INDUSTRIAL APPLICABILITY

According to the process of the present invention, indole compounds are obtained in a relatively mild reaction condition even from starting materials having hydrogen reduction sensitive substituents. The indole compounds synthesized according to the process of the present invention are important as fine chemical intermediates for pharmaceuticals and agrochemical, etc., and the availability of the present invention is expected in the future

Claims

1. A process for producing an indole compound of formula (2) wherein R1 and R2 are independently of each other hydrogen atom, an optionally substituted alkyl group, a phenyl group, an alkoxycarbonyl group or an acyl group, R3 is an optionally substituted alkyl group, a phenyl group, an alkoxy group, a benzyloxy group, an alkoxycarbonyl group, a nitro group or a halogen atom, and n is an integer of 0 to 4, wherein carbon monoxide is used when 2-nitrobenzylcarbonyl compound of formula (1) wherein R1, R2, R3 and n have the same meaning as the above, is reduced in the presence of a complex catalyst.

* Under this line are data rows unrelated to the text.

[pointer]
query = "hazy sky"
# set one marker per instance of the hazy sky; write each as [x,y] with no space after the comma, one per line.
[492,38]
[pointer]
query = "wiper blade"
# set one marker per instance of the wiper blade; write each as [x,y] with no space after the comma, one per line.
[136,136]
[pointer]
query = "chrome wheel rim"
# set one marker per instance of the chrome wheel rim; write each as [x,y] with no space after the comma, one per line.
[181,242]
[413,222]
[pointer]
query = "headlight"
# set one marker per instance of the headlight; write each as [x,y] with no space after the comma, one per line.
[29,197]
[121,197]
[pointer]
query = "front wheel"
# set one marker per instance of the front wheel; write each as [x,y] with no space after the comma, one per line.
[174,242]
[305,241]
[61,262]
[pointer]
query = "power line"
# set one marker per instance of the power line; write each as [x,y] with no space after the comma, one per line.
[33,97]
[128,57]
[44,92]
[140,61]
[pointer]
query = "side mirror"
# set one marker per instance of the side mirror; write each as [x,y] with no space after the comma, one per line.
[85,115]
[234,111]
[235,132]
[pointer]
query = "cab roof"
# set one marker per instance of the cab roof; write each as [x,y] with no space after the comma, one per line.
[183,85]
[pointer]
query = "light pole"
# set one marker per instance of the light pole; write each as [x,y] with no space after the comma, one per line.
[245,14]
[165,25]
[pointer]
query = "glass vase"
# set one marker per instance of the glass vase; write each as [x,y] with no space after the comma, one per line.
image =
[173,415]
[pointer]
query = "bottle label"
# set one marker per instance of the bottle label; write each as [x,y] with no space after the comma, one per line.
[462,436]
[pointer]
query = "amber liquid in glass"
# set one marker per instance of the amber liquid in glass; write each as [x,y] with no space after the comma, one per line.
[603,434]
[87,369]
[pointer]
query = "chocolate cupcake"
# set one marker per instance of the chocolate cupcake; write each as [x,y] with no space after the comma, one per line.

2. The process for producing an indole compound according to claim 1, wherein the complex catalyst comprises an iron catalyst.

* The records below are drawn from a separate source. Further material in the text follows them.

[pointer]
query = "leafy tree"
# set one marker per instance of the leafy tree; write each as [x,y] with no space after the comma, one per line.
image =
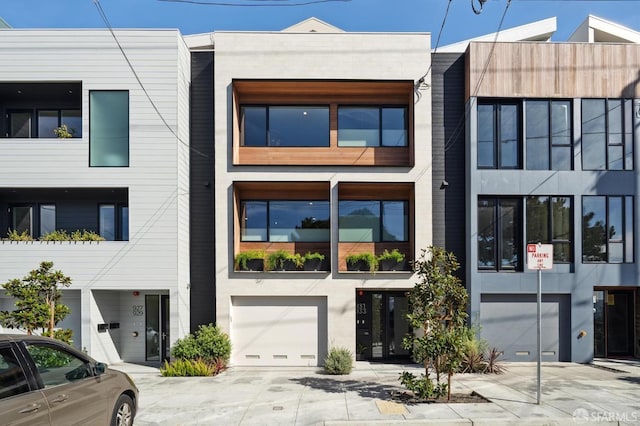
[37,300]
[437,309]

3. The process for producing an indole compound according to claim 1, wherein R1 and R2 are independently of each other hydrogen atom, an optionally substituted alkyl group, an alkoxycarbonyl group or an acyl group, R3 is an optionally substituted alkyl group or a halogen atom, and n is an integer of 0 to 4.

4. The process for producing an indole compound according to claim 1, wherein R1 is methyl group, R2 is hydrogen atom, an alkoxycarbonyl group or an acyl group, R3 is a halogen atom, and n is an integer of 0 or 1.

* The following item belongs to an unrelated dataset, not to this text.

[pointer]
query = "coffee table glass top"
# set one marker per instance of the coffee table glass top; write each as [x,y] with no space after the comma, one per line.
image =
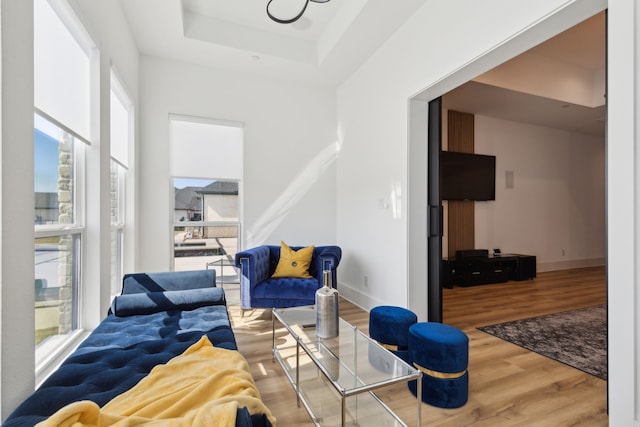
[352,360]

5. The process for producing an indole compound according to claim 1, wherein R1 is methyl group, R2 is hydrogen atom, R3 is fluorine atom, and n is an integer of 0 or 1.

6. The process for producing an indole compound according to claim 2, wherein R1 and R2 are independently of each other hydrogen atom, an optionally substituted alkyl group, an alkoxycarbonyl group or an acyl group, R3 is an optionally substituted alkyl group or a halogen atom, and n is an integer of 0 to 4.

7. The process for producing an indole compound according to claim 2, wherein R1 is methyl group, R2 is hydrogen atom, an alkoxycarbonyl group or an acyl group, R3 is a halogen atom, and n is an integer of 0 or 1.

8. The process for producing an indole compound according to claim 2, wherein R1 is methyl group, R2 is hydrogen atom, R3 is fluorine atom, and n is an integer of 0 or 1.